The Kepler Track in Snow – New Zealand: Multi-day Hike

A Great Walk with Vast and Endless Views!

14/10/18 ~ 16/10/18

Kepler track in snow
View from The Kepler Track

The Kepler Track in Snow

The Kepler Track is one of ten ‘Great Walks’ in New Zealand. These are hikes that are generally very popular and accessible to most categories of hiker ability. Several of these hikes are somewhat prone to snow and avalanche risk, making them more dangerous in the off-peak season (generally mid-May to mid-October).

The snow season lingered into Spring in 2018 when I did this hike, so there was still a lot of snow on the trail (a lot more than I anticipated prior to starting!). Although on the Kepler Track, you don’t climb particularly high in altitude (only 1400-1500m at the highest), it’s so far south the snow line is much lower.

Great Walks have a peak season between around 23/10 to 30/04 in the warmer seasons, with increased fees for huts. However, in the off-peak season, huts are only $15 using serviced hut tickets (available from DOC centres).

The Kepler Track is located in Southland, right on the edge of Fiordland National Park near the township of Te Anau. To access the trail – you can park at two locations on the edge of the trail itself, or opt for the more frequented and secure parking at the DOC visitor centre on the edge of town. I chose this option, but it does add 40 mins of extra walking each way. The map below shows the location of the DOC carpark at the ‘Start / End’ location.

Map of The Kepler Track
The Kepler Track route from the DOC Visitor Centre in Te Anau (ignore the straight line at bottom – track recording error

Packing for a Great Walk

In the video below, i discuss the type of gear I’d take on a Great Walk in New Zealand in Spring.
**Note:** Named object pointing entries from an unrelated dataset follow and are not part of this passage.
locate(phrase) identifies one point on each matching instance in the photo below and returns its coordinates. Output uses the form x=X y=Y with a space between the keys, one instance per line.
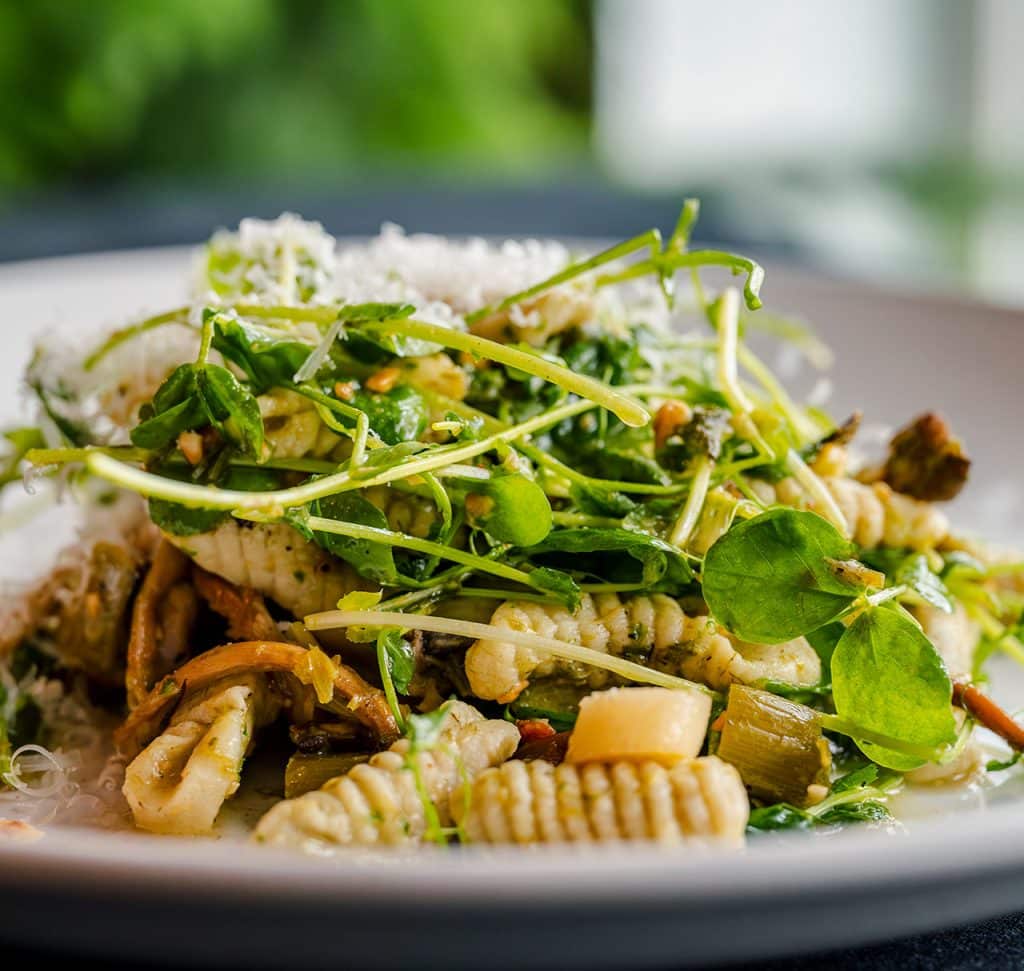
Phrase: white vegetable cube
x=639 y=724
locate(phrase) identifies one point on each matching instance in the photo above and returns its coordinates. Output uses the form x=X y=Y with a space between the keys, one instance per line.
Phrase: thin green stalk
x=403 y=541
x=208 y=497
x=330 y=620
x=629 y=411
x=858 y=732
x=665 y=262
x=684 y=525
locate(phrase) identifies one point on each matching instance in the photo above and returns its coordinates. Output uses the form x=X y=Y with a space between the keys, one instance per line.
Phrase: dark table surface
x=992 y=945
x=126 y=218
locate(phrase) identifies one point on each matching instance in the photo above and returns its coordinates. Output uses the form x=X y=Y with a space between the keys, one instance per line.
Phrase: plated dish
x=484 y=544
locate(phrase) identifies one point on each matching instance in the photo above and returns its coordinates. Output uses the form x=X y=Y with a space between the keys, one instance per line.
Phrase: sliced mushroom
x=245 y=610
x=143 y=666
x=352 y=695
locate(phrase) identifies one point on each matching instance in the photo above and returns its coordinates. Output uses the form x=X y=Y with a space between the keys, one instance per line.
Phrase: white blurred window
x=800 y=104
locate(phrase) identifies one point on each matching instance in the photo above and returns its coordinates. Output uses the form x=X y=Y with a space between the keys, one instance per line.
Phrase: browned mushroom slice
x=245 y=610
x=926 y=461
x=143 y=667
x=352 y=695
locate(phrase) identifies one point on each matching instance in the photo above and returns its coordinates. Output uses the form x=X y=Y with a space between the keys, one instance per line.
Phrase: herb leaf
x=887 y=677
x=196 y=396
x=399 y=658
x=768 y=580
x=267 y=361
x=511 y=508
x=373 y=560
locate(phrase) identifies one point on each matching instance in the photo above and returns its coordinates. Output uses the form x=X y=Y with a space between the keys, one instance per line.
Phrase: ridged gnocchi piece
x=965 y=766
x=179 y=782
x=406 y=512
x=653 y=627
x=879 y=516
x=875 y=513
x=954 y=635
x=377 y=803
x=538 y=802
x=275 y=561
x=293 y=428
x=718 y=660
Hiking Gear: Packing for a Great Walk in New Zealand

The Hike

Day 1 – DOC Visitor Centre to Iris Burn Hut

I had slept in a nearby hostel the night before, and was up early to arrive at the DOC visitor centre where I would sort out my gear and leave my car. I decided on this great walk I’d stay in huts and aim for three days in total. The first day would be extremely long, but the following days would be a little easier distance wise.

Hiking gear spread out
My gear for the hike
Pack ready for hiking
All packed away!

The walk to the trail isn’t too bad. If you stick to the lake edge, there’s a gravel trail which takes you all the way to the Kepler trailhead. I actually didn’t realise this at first, and on the way there I walked on the road briefly before finding the Wildlife Refuge trail.

Trail by the lake
The Wildlife Refuge track

The main trailhead begins by crossing a water control gate, where the lake drains into the river. It is after this crossing that you can then decide to do the trail clockwise, or anti-clockwise. I had already chosen to go clockwise, as it allowed me to do the long first day and knock over the main forest hiking part first.

The Start of The Kepler Track

Kepler track start
Just before crossing the control gate at the start of the trailhead
Waiau River
Waiau River
Suspension bridge
It’s not a NZ hike without a suspension bridge 😛

Typical of the early sections of any great walk, the trail is very much a well maintained pathway. It was pleasant and beautiful, and there’s no shortage of Fiordland forest beauty here. At points along the trail, you can view the super fast flowing Waiau River. This river feeds Lake Manapouri via Lake Te Anau.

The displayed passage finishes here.